His grip on her waist tightened. “Emily, if I kiss you, I’m not going to stop until I’ve stripped off that dress you’re barely wearing and whatever racy scraps of lace you’ve got underneath and tasted every inch of you.”

Her heartbeat went off the scale. She curled her fingers around the lapels of his jacket. Her knuckles tingled as they brushed his bare chest. “Doesn’t sound like such a bad idea to me. Would it be a problem for you?”

“Damn right, it would. You don’t really want me. You just want a distraction. You’re not thinking straight, and we both know it.”

“What if I don’t care?”

“You’ll care tomorrow.”

“Your mission ends tomorrow.”

He rubbed his cheek against the top of her head. “Exactly. I’ve got enough on my conscience without taking advantage of your mental state. I don’t want to give you another reason to hate me.”

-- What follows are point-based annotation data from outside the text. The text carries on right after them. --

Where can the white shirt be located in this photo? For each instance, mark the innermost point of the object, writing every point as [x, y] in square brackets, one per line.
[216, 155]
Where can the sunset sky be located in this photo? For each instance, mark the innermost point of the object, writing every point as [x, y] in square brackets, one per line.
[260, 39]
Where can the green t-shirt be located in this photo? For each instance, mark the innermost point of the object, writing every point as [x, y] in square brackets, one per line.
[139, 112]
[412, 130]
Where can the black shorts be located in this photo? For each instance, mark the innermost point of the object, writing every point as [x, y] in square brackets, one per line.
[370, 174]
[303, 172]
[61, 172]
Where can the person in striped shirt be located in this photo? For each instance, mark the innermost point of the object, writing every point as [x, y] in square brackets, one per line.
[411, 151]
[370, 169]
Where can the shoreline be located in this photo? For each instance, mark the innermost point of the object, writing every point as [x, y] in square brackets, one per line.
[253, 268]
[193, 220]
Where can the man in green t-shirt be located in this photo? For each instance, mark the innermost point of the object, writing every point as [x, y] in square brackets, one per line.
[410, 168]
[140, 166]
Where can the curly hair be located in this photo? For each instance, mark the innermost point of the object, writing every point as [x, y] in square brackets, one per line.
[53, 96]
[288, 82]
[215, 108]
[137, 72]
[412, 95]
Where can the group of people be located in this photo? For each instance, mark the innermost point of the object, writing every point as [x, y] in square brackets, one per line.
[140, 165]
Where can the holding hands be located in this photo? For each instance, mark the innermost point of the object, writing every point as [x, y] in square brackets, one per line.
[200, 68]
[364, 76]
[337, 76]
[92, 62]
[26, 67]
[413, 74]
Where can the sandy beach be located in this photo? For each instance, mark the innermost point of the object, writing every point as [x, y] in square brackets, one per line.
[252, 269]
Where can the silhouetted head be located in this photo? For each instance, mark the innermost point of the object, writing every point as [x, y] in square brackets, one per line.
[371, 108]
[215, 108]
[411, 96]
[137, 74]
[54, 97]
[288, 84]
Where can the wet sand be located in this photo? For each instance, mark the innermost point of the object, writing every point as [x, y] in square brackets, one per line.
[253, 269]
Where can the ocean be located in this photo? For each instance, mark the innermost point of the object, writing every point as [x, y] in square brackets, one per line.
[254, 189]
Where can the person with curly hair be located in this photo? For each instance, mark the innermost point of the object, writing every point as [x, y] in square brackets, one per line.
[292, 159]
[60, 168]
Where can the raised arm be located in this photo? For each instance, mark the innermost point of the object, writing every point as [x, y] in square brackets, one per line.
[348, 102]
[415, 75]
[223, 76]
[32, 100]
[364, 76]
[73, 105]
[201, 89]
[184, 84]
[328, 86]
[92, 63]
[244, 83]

“Tyler, I don’t hate you. I—” She stumbled over the word. What on earth had she been about to say? He was right. She wasn’t thinking straight. Being hot for his body was one thing, but she knew better than to let her emotions get involved. Didn’t she?

She kissed his neck.

He straightened his arms, easing her away from him. His chest heaved. “We have to stop.”

“Why?”

“For starters, there’s the water.” He stepped back and leaned down to shut off the taps. He stayed where he was, his hands braced on the rim of the tub. Wisps of steam rose from the surface to wreathe his head. He spoke without looking at her. “I wasn’t completely honest earlier.”

“Okay. Which time?”

His jaw hardened. “At the reception. When Kenyon was talking to you.”

“What about it?”

“I didn’t rush you away only because he seemed suspicious.”

“Ah.”

“You were the most beautiful woman in the room. It didn’t matter why we were there, I just wanted you to myself.”